Rappelons que ces résultats pour les scenarii en U ou en L sont très dépendants des hypothèses de perte de CA sur 2020 d’une part et du coefficient d’absorption de ces pertes d’autre part.

  1. Pour une perte de CA de 25% sur 2020 (et le même coefficient de 66%), les mêmes prévisions de CAC40 ressortent à :
    • U : 3798 (2021) ou 4960 (2022 – retour à niveau Fev 2020 actualisé)
    • L : 2395 (2021) ou 2793 (2022). Scénario retour à niveau Fev 2020 au bout de 5-6ans.
  2. Pour un coefficient d’absorption de pertes de 50% uniquement, et le même décrochage de CA de 15% sur 2020, les mêmes prévisions de CAC40 ressortent à :
    • U : 4489 (2021) ou 4960 (2022 – retour à niveau Fev 2020 actualisé)
    • L : 2826 (2021) ou 3161 (2022).

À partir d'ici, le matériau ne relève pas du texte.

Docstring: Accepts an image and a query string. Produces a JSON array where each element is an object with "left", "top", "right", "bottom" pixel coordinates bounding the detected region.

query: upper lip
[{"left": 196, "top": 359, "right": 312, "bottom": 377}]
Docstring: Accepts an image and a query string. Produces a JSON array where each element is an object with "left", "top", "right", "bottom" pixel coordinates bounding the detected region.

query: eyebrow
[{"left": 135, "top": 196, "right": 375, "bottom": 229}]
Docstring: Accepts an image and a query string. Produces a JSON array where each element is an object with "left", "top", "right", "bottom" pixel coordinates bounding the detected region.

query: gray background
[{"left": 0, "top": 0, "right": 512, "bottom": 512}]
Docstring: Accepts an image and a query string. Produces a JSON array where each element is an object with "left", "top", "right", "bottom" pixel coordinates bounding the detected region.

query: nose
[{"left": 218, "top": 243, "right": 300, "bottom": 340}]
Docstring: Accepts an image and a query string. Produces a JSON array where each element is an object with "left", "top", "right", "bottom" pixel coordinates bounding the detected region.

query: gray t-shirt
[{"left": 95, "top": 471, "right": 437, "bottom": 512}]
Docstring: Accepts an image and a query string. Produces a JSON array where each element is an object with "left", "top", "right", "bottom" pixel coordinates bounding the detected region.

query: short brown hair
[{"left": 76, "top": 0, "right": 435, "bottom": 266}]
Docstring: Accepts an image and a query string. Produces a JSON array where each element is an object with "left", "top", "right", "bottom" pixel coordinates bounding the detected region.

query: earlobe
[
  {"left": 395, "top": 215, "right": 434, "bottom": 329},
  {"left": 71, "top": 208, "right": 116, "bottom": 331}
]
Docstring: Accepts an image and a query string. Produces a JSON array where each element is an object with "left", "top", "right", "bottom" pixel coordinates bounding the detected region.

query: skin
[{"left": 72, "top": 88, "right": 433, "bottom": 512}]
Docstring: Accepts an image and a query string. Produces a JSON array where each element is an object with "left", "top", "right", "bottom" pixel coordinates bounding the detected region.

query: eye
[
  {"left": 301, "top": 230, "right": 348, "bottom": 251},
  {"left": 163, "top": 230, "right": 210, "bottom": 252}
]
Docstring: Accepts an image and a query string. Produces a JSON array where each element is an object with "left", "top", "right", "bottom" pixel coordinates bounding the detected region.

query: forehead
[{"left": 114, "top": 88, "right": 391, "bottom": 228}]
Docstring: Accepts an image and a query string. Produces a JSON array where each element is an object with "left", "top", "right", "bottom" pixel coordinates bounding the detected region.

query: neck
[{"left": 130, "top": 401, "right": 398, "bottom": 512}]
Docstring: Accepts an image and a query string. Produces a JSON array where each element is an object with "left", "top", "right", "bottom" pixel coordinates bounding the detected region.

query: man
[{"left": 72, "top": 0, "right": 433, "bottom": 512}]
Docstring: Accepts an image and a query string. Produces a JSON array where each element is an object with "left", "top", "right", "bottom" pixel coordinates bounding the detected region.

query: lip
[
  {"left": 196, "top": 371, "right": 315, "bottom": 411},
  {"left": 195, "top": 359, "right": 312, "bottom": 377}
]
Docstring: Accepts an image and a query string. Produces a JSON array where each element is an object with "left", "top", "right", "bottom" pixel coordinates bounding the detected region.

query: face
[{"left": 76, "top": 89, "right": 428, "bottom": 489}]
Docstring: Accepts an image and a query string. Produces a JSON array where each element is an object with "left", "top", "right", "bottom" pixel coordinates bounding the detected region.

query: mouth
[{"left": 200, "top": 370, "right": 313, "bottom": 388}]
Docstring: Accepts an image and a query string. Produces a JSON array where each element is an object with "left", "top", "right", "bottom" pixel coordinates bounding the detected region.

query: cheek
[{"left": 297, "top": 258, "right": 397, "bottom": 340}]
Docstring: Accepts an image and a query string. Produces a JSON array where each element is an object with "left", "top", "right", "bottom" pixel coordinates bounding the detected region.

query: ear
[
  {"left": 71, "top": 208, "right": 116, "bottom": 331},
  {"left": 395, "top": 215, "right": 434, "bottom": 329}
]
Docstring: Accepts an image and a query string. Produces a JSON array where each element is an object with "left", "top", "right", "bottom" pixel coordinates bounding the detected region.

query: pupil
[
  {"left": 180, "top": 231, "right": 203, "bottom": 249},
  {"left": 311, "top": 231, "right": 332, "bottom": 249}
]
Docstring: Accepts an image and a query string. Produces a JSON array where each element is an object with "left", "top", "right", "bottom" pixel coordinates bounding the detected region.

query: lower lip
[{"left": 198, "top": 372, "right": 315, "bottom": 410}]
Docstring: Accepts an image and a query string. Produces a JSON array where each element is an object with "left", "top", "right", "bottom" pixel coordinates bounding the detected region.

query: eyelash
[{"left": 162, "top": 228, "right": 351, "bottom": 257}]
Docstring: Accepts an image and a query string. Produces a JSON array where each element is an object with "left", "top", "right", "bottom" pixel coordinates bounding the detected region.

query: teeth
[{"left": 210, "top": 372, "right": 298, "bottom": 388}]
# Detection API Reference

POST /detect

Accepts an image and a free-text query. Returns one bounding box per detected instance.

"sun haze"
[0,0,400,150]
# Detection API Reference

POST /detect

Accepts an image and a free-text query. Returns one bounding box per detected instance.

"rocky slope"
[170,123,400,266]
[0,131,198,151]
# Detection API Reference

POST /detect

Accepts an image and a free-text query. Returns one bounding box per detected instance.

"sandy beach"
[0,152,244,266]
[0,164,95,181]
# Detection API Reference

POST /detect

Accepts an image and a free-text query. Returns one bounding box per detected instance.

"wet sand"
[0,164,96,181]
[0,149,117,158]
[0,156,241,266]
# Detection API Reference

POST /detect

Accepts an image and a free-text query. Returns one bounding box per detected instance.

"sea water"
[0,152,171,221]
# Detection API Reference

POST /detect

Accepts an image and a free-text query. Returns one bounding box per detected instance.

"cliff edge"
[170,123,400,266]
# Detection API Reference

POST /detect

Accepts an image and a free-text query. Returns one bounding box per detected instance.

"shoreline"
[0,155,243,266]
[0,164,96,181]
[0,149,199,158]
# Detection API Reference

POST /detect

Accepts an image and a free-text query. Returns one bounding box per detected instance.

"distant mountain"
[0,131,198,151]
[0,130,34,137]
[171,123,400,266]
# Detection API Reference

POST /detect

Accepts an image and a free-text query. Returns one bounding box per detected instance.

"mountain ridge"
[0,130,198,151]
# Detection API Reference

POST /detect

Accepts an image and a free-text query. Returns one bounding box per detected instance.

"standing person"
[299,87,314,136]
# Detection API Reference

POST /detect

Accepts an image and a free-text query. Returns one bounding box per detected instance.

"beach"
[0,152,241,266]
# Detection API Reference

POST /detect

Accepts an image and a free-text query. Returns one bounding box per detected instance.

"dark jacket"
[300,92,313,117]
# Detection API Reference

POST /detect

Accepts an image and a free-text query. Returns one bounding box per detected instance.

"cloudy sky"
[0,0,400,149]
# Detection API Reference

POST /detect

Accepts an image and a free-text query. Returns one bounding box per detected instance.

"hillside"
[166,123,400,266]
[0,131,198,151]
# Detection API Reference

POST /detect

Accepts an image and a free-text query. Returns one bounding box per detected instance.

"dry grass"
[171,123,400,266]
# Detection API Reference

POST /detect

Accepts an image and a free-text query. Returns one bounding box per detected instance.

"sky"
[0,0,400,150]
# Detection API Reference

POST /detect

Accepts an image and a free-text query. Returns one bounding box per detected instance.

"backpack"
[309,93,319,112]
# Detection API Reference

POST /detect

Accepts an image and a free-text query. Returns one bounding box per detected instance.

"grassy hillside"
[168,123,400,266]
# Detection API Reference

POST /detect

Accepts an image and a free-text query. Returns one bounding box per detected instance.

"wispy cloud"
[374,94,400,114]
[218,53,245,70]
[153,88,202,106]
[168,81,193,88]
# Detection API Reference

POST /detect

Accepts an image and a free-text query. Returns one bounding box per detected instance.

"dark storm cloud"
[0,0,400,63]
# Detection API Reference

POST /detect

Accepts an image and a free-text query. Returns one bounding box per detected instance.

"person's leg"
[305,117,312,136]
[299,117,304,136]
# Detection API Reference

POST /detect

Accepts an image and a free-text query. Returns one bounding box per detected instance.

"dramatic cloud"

Scénario retour à niveau Fev 2020 au bout de 5-6ans.

Avec un niveau de CAC40 autour de 4400, le marché semble croire : a) à un scenario en U, avec un niveau de perte de CA et marge sur 2020 plutôt raisonnable en 2020 (en ligne avec les annonces de chute d’activité sur le premier trimestre 2020), et b) à un retour au niveau pré crise COVID en 2022.

Nonobstant tout évènement international ou national externe additionnel (eg crise alimentaire, baisse forte et durable de la consommation, instabilité politique ou grèves en France, etc..), ou l’apparition de la deuxième vague du virus, l’impact du lent déconfinement sur les niveaux de CA sur le reste de l’année 2020 et l’arrêt des mesures exceptionnelles d’aide (eg chômage partiel) mises en place pendant la période de confinement qui influent sur le coefficient d’absorption, devraient dégrader significativement les prévisions de résultats 2020, le niveau de leur remontée attendue en 2021, et les capacités des composantes du CAC40 à retrouver en globalité une situation normale en 2022.

Un décrochage de l’indice CAC40 de l’ordre de 15% à 25% (700 à 1100 points) vers une fourchette 3300- 3700 au cours des prochains mois est donc très probable. Ce scenario anticipé par Alexander Partners correspond à un scénario « LU » – mix de scenario U et de scénario L sur une durée de retour au niveau preCOVID étalée sur trois ans à minima.